Face aux mutations politiques et sociale du monde contemporain, nous avons besoin de connaissances, nous avons besoin de la science pour préciser et donner à penser la complexité, encourager l’esprit critique, élever la capacité d’analyse de tous et de toutes. On pourrait ainsi jeter les bases d’une forme renouvelée et collective d’intellectuel-le-s spécifiques pour mener la bataille de la complexité. Défendre le rôle, dans la société, du savoir scientifique est un engagement. Il ne s’agirait pas de nier absolument les discours polémiques. Il s’agirait de s’y confronter, de relever le défi intellectuel qu’ils proposent (quand ils le proposent). Cette démarche, profondément politique, démontrerait que l’activité scientifique ne fait pas qu’aboutir à des dissertations élitistes et abstraites, mais relève aussi et il faut l’assumer, d’une ambition pratique et d’une démarche non pas militante mais citoyenne. Pour autant, confondre progrès scientifique et progrès social serait une impasse : il ne s’agit pas donc en aucun cas de faire en sorte que les scientifiques disposent d’un pouvoir de décision sur les mesures à prendre au niveau politique. Comment élargir, tout en l’organisant, l’espace public des débats ? Si le temps long de la recherche et du débat est difficilement compatible avec le temps court des médias et de l’agenda politique, ce n’est cependant pas impossible de les faire se rencontrer. Pour cela, les chercheuses et les chercheurs qui prennent la parole, en tant que scientifiques, pour faire valoir une parole scientifique, défendre l’argumentation et l’esprit critique dans les médias mainstream et les espaces de concertation politique devraient bénéficier d’une reconnaissance dans leur parcours de carrière. Au lieu de cela, cet engagement, qu’on peut qualifier de démocratique, de citoyen, demeure souvent au mieux ignoré, au pire déconsidéré.

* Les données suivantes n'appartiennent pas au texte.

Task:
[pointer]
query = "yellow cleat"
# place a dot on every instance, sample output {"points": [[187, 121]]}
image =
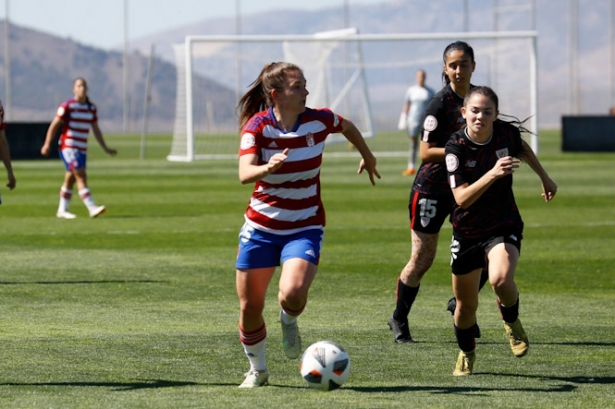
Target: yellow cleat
{"points": [[465, 363]]}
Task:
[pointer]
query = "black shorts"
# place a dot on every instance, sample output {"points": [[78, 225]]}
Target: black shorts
{"points": [[428, 212], [468, 255]]}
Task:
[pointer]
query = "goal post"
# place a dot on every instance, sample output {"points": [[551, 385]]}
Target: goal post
{"points": [[359, 76]]}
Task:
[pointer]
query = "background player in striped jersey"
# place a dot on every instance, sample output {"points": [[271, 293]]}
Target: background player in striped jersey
{"points": [[76, 116], [281, 153], [431, 199], [487, 226], [5, 153], [412, 115]]}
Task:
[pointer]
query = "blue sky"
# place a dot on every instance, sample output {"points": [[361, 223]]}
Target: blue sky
{"points": [[100, 23]]}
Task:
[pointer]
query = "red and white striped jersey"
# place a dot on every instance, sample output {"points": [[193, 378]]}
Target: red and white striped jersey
{"points": [[288, 201], [77, 120]]}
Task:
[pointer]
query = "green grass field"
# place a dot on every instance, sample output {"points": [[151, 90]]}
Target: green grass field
{"points": [[137, 309]]}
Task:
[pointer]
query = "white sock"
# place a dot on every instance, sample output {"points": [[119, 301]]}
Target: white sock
{"points": [[287, 319], [65, 196], [256, 355], [86, 196]]}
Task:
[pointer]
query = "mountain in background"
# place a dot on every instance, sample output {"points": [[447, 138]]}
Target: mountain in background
{"points": [[555, 91], [44, 67]]}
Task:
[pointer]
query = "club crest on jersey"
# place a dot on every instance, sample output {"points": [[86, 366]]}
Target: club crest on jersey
{"points": [[247, 141], [430, 123], [452, 163], [310, 139], [500, 153]]}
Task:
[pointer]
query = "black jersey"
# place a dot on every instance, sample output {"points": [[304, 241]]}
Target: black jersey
{"points": [[466, 162], [442, 119]]}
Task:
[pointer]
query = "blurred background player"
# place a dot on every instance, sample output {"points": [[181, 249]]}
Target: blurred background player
{"points": [[413, 112], [431, 199], [281, 149], [487, 226], [5, 153], [76, 116]]}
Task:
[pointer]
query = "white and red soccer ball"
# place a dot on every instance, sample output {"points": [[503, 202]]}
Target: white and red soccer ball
{"points": [[325, 366]]}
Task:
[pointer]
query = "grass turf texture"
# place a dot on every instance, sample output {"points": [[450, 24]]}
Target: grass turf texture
{"points": [[138, 307]]}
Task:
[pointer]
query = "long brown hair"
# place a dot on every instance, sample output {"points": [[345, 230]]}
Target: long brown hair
{"points": [[258, 96]]}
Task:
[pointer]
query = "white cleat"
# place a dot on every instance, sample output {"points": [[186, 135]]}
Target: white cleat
{"points": [[255, 378], [97, 211]]}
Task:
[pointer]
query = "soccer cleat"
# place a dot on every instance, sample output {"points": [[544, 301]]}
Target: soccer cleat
{"points": [[452, 304], [255, 378], [401, 331], [450, 307], [62, 214], [517, 338], [97, 211], [291, 340], [465, 363]]}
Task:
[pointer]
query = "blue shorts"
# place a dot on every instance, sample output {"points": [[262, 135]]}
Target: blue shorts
{"points": [[258, 249], [72, 158]]}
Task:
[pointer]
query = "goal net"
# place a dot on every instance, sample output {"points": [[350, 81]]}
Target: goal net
{"points": [[361, 77]]}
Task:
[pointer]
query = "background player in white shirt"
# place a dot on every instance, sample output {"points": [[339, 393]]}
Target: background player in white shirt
{"points": [[413, 112], [76, 116]]}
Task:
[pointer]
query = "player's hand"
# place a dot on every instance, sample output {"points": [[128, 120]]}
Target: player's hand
{"points": [[45, 150], [549, 188], [505, 166], [277, 160]]}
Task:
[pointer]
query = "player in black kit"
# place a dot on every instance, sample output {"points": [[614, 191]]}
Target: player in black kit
{"points": [[487, 226], [431, 199]]}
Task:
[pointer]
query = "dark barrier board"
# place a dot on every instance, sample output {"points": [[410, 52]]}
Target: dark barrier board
{"points": [[27, 138], [588, 133]]}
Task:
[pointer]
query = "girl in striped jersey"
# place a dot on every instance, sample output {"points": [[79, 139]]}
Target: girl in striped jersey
{"points": [[281, 153], [76, 116]]}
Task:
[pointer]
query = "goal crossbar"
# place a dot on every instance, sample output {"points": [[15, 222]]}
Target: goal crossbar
{"points": [[358, 37]]}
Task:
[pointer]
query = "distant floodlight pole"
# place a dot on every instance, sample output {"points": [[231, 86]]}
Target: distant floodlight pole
{"points": [[466, 16], [126, 69], [238, 50], [7, 63], [612, 53], [572, 55]]}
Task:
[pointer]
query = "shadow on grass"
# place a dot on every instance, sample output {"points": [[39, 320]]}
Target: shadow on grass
{"points": [[446, 390], [117, 386], [580, 380], [82, 282]]}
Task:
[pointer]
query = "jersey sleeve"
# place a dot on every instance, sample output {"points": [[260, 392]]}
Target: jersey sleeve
{"points": [[454, 157], [62, 111]]}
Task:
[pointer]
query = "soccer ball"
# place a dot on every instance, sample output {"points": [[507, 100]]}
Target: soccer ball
{"points": [[325, 366]]}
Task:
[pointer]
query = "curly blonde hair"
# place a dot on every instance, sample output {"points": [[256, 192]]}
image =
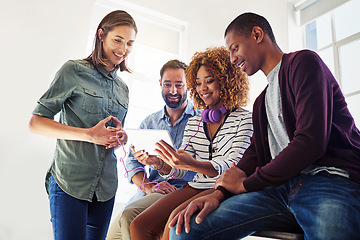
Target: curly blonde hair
{"points": [[234, 84]]}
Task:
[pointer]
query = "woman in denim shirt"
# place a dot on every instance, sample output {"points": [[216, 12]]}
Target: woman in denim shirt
{"points": [[92, 101]]}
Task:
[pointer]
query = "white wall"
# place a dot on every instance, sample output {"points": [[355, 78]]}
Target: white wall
{"points": [[37, 37]]}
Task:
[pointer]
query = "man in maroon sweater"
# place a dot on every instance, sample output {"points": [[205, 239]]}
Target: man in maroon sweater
{"points": [[302, 169]]}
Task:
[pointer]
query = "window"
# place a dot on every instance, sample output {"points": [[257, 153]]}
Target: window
{"points": [[335, 36]]}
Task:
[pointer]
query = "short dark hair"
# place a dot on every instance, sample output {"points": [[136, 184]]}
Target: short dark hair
{"points": [[172, 64], [244, 23]]}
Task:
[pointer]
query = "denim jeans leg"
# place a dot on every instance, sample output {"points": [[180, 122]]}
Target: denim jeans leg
{"points": [[327, 207], [243, 214]]}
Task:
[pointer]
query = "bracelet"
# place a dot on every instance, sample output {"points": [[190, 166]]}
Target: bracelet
{"points": [[162, 166]]}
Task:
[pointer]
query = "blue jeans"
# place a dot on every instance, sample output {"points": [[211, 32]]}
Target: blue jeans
{"points": [[325, 207], [78, 219]]}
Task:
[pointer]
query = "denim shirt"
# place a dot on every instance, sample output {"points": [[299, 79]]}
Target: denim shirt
{"points": [[159, 120], [84, 95]]}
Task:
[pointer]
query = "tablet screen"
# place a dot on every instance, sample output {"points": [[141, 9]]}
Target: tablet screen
{"points": [[145, 139]]}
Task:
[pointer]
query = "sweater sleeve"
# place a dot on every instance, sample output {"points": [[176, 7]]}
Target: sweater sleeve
{"points": [[307, 99]]}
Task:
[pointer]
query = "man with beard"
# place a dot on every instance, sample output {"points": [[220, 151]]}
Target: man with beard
{"points": [[173, 117]]}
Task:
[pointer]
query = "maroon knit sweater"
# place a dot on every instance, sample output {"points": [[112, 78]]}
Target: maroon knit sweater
{"points": [[320, 127]]}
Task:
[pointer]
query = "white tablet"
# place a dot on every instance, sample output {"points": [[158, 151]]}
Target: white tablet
{"points": [[145, 139]]}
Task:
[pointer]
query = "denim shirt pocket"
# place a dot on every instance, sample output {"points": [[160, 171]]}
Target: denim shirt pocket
{"points": [[93, 101]]}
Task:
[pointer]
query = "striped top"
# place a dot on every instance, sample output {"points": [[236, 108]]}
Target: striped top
{"points": [[228, 145]]}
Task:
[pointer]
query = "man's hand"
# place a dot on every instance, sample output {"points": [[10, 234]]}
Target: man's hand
{"points": [[205, 204], [176, 159], [232, 180], [106, 136], [146, 159]]}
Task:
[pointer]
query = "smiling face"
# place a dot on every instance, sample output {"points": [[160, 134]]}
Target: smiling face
{"points": [[173, 87], [244, 52], [208, 89], [117, 45]]}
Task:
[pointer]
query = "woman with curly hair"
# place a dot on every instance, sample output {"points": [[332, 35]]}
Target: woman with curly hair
{"points": [[212, 142]]}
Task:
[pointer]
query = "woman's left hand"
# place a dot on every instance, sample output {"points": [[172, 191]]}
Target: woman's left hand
{"points": [[119, 134]]}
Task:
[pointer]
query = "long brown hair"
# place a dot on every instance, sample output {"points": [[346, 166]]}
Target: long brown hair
{"points": [[107, 24]]}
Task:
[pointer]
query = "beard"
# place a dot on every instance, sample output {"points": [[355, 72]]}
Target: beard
{"points": [[174, 104]]}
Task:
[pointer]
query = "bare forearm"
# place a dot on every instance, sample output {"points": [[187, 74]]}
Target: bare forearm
{"points": [[50, 128]]}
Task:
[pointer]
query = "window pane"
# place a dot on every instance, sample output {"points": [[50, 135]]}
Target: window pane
{"points": [[349, 64], [353, 105], [347, 19], [327, 56], [323, 28]]}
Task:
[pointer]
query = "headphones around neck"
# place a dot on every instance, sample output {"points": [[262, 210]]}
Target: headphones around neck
{"points": [[213, 115]]}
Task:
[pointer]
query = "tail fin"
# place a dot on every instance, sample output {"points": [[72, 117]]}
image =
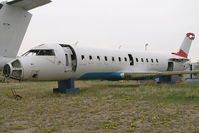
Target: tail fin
{"points": [[186, 44], [14, 21]]}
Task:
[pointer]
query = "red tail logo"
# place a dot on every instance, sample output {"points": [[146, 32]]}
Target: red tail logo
{"points": [[181, 53]]}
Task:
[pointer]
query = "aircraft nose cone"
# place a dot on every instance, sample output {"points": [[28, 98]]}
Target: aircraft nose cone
{"points": [[6, 71], [13, 70]]}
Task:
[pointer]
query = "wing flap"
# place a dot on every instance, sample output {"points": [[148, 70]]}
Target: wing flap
{"points": [[157, 74], [28, 4]]}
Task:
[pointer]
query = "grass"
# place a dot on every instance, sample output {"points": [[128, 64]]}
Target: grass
{"points": [[100, 107]]}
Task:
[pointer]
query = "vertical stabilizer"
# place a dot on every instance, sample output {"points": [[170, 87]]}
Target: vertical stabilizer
{"points": [[186, 45], [14, 21]]}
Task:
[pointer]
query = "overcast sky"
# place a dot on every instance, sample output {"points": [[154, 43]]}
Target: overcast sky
{"points": [[111, 23]]}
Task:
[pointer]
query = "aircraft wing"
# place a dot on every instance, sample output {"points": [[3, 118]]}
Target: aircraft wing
{"points": [[28, 4], [156, 74]]}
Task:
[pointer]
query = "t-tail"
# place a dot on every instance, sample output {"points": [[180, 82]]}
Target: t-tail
{"points": [[186, 44], [14, 21]]}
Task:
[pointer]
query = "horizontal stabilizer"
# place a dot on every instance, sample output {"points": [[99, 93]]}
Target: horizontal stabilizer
{"points": [[133, 76], [28, 4]]}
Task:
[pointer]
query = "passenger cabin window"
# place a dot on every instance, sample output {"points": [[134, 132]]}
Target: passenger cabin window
{"points": [[98, 58], [105, 58], [119, 58], [1, 6], [131, 60], [113, 59], [90, 57], [83, 57], [137, 60], [42, 52], [125, 58]]}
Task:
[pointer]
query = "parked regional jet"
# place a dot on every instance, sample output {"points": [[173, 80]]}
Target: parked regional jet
{"points": [[62, 62], [14, 21]]}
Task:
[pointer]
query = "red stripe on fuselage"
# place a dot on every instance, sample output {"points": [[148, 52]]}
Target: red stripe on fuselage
{"points": [[181, 53]]}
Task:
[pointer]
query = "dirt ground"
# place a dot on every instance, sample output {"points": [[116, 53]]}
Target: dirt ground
{"points": [[99, 107]]}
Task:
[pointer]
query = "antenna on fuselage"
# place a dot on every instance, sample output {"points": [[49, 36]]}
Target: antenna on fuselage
{"points": [[146, 46], [76, 43], [120, 47]]}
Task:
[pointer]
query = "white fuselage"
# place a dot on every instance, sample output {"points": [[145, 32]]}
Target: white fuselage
{"points": [[80, 62]]}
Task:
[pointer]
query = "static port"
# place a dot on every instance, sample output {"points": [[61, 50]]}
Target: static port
{"points": [[6, 71]]}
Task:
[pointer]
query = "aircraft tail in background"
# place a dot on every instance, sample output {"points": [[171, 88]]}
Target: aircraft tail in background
{"points": [[14, 21], [186, 45]]}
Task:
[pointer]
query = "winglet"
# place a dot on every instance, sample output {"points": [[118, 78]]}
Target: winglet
{"points": [[28, 4], [185, 47]]}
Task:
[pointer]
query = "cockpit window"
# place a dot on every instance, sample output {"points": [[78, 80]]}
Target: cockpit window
{"points": [[36, 52], [1, 6]]}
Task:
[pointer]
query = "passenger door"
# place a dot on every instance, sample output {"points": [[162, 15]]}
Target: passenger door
{"points": [[68, 60]]}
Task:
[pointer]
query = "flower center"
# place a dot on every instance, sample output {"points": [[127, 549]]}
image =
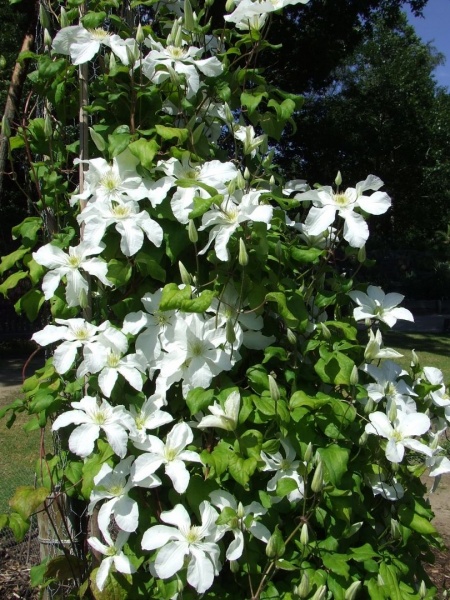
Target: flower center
{"points": [[110, 181], [194, 534], [121, 211], [176, 53], [113, 359]]}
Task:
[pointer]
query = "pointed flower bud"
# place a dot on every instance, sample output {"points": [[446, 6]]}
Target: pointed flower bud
{"points": [[6, 129], [97, 139], [273, 388], [317, 482], [243, 256], [63, 20], [185, 277], [304, 535], [275, 546], [352, 591], [305, 587], [140, 36]]}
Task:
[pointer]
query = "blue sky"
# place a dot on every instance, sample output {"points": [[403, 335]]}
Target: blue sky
{"points": [[435, 28]]}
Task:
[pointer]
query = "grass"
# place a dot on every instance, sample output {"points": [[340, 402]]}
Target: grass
{"points": [[432, 349], [20, 451]]}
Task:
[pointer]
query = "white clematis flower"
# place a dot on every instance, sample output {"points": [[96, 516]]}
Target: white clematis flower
{"points": [[184, 542], [114, 556], [71, 266], [243, 520], [91, 418], [76, 333], [380, 306], [129, 223], [399, 434], [227, 217], [226, 417], [172, 454], [326, 203], [284, 467], [113, 485]]}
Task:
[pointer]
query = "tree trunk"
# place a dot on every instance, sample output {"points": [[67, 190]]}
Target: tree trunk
{"points": [[16, 85]]}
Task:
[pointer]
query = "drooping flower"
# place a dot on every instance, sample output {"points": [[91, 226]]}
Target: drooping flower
{"points": [[224, 418], [171, 454], [113, 484], [71, 266], [227, 217], [284, 467], [91, 418], [182, 542], [240, 519], [380, 306], [326, 203], [399, 433], [114, 556]]}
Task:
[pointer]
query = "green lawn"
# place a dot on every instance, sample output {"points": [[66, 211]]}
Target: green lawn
{"points": [[432, 349], [20, 451]]}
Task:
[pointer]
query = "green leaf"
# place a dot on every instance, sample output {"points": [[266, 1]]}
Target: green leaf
{"points": [[145, 151], [11, 282], [30, 304], [173, 298], [285, 486], [119, 272], [198, 399], [9, 261], [335, 460], [337, 563], [27, 499], [407, 516], [241, 469], [169, 133], [18, 525]]}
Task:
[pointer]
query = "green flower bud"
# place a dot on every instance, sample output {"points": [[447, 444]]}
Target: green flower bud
{"points": [[392, 414], [305, 587], [188, 16], [185, 277], [234, 566], [354, 376], [422, 589], [292, 338], [275, 546], [317, 482], [97, 139], [140, 36], [352, 591], [43, 17], [273, 388], [362, 254], [6, 129], [192, 232], [363, 439], [304, 535], [47, 38], [308, 453], [63, 20], [243, 256], [48, 129], [230, 332], [325, 331], [395, 529], [320, 593]]}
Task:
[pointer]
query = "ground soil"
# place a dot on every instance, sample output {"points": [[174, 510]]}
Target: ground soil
{"points": [[17, 559]]}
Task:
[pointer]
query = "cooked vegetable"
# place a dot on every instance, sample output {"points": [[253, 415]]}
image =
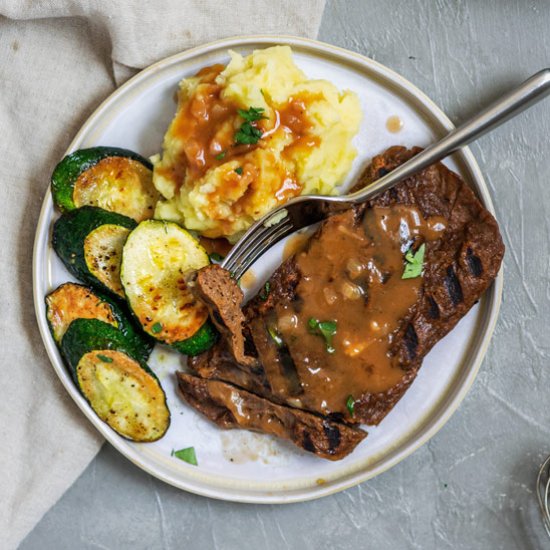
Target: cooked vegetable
{"points": [[89, 241], [158, 261], [202, 340], [72, 301], [414, 263], [187, 455], [123, 392], [326, 329], [115, 179]]}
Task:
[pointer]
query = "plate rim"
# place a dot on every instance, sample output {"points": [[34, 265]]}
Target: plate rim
{"points": [[428, 428]]}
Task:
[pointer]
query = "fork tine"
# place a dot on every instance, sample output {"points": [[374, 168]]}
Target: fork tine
{"points": [[278, 232], [248, 243]]}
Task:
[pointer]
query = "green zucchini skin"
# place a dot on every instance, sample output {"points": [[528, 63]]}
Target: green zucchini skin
{"points": [[140, 344], [147, 240], [67, 171], [70, 232], [85, 335], [200, 342]]}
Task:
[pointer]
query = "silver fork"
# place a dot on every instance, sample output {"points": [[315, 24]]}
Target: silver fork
{"points": [[543, 493], [309, 209]]}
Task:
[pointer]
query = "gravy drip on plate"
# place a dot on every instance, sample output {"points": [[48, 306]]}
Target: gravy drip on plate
{"points": [[352, 275]]}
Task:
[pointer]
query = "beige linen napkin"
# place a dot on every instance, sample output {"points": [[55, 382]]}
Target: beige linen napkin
{"points": [[58, 60]]}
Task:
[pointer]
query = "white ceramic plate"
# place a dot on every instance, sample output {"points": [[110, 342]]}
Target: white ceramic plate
{"points": [[239, 465]]}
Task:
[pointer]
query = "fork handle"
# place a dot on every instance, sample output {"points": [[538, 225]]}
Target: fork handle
{"points": [[527, 94]]}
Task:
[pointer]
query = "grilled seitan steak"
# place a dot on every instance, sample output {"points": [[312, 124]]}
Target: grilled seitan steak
{"points": [[348, 320], [232, 407]]}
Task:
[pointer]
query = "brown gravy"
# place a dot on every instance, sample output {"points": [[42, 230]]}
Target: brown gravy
{"points": [[351, 275], [207, 125]]}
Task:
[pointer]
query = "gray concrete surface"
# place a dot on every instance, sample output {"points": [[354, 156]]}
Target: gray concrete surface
{"points": [[472, 486]]}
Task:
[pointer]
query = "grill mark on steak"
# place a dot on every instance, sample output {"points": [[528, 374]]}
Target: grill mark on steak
{"points": [[433, 310], [232, 407], [474, 263], [453, 286]]}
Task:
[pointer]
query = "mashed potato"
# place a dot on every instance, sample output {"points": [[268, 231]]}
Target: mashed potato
{"points": [[248, 137]]}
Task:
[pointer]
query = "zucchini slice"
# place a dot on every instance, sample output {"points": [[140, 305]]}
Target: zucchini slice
{"points": [[123, 392], [114, 179], [89, 241], [71, 301], [158, 260]]}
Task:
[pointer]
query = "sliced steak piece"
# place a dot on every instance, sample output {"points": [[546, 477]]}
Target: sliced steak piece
{"points": [[232, 407], [342, 333], [463, 253], [223, 297], [219, 363]]}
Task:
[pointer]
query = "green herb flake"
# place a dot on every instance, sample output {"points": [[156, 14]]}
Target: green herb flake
{"points": [[187, 455], [326, 329], [253, 114], [215, 257], [264, 293], [414, 263], [350, 404], [248, 134], [276, 337]]}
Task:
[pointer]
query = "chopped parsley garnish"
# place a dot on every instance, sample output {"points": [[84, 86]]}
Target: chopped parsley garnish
{"points": [[248, 134], [350, 404], [274, 333], [215, 257], [187, 455], [264, 293], [414, 263], [253, 114], [326, 329]]}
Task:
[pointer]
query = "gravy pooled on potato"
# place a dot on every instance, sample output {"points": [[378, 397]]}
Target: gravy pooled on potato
{"points": [[248, 137]]}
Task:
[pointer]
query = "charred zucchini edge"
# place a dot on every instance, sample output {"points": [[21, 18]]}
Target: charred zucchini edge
{"points": [[69, 235], [69, 169]]}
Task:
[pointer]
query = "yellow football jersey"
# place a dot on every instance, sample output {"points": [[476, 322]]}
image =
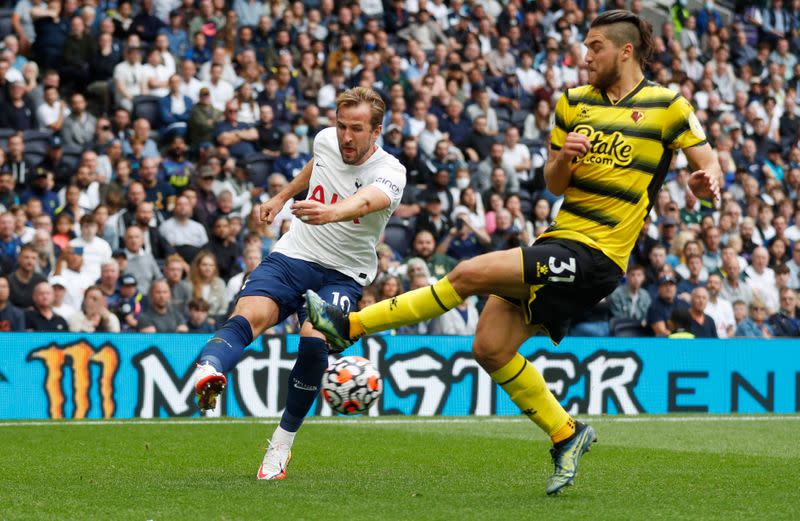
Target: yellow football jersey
{"points": [[614, 185]]}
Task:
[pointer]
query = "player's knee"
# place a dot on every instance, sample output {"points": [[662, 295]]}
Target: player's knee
{"points": [[486, 353], [465, 277]]}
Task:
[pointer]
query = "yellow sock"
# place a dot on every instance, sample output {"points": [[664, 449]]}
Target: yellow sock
{"points": [[526, 387], [406, 309]]}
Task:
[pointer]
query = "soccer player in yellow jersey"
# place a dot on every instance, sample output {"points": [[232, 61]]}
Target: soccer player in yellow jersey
{"points": [[610, 150]]}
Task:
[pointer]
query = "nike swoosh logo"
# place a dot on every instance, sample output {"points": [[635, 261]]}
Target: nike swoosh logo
{"points": [[303, 387]]}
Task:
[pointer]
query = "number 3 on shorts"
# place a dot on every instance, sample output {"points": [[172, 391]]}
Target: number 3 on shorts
{"points": [[558, 267]]}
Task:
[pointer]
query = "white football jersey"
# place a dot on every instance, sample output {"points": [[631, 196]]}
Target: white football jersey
{"points": [[347, 247]]}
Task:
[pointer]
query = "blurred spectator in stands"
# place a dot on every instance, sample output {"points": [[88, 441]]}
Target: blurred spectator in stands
{"points": [[486, 168], [206, 283], [712, 259], [175, 107], [10, 243], [175, 267], [478, 144], [183, 233], [432, 217], [109, 282], [694, 266], [424, 247], [129, 77], [761, 279], [679, 324], [754, 325], [291, 160], [206, 204], [94, 315], [160, 315], [252, 258], [463, 240], [129, 305], [269, 136], [702, 325], [662, 306], [202, 119], [430, 136], [734, 286], [18, 112], [506, 234], [719, 308], [631, 301], [74, 274], [239, 138], [79, 126], [198, 317], [79, 49], [141, 264], [41, 317], [8, 194], [60, 305], [12, 318], [455, 124], [224, 247], [785, 322], [147, 217], [96, 251]]}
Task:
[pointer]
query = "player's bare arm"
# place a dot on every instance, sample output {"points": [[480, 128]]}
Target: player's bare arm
{"points": [[269, 209], [704, 180], [558, 170], [365, 201]]}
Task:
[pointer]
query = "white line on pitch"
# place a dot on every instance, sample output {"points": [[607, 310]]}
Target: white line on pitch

C’est aussi l’éducation populaire qu’il importe de renouveler et de valoriser pour réduire les inégalités face aux désordres de l’information. Cette mission citoyenne incombe aux pouvoirs publics mais aussi privés, marchands (entreprises) et non marchands (associations). Les premières victimes de ce climat de confusion sont celles et ceux qui sont les moins armé-e-s pour déceler et écarter la malinformation et ce ne sont pas seulement et toujours les plus jeunes. L’école est à l’évidence une institution indispensable pour l’éducation aux médias et à l’information et elle joue ce rôle dès le primaire, mais c’est à tous les âges de la vie et dans tous les secteurs professionnels que des formations, des actions de sensibilisation et des campagnes d’information pourraient être organisées, non pas sur un mode injonctif, mais en réponse à une demande citoyenne de débat éclairé. Ce pourrait être l’occasion de revivifier les corps intermédiaires, notamment de réhabiliter les partis politiques, qui jouent un rôle essentiel en tant que middle ground. La diffusion d’idées, le débat se font par des plateformes en ligne (pétitions, articles…) qui sont de “ nouvelles agoras ” prenant la prenant la place des partis mais donnent une impression de dépolitisation et n’échappe pas au piège de la polémique. Les partis politiques, qui sont face au défi de représenter l’ensemble de la population, ont aussi une fonctionnalité démocratique, celle de la participation des citoyen-ne-s au débat, mais cette fonctionnalité a été affaiblie, comme celle de beaucoup de corps intermédiaires, formels ou éphémères.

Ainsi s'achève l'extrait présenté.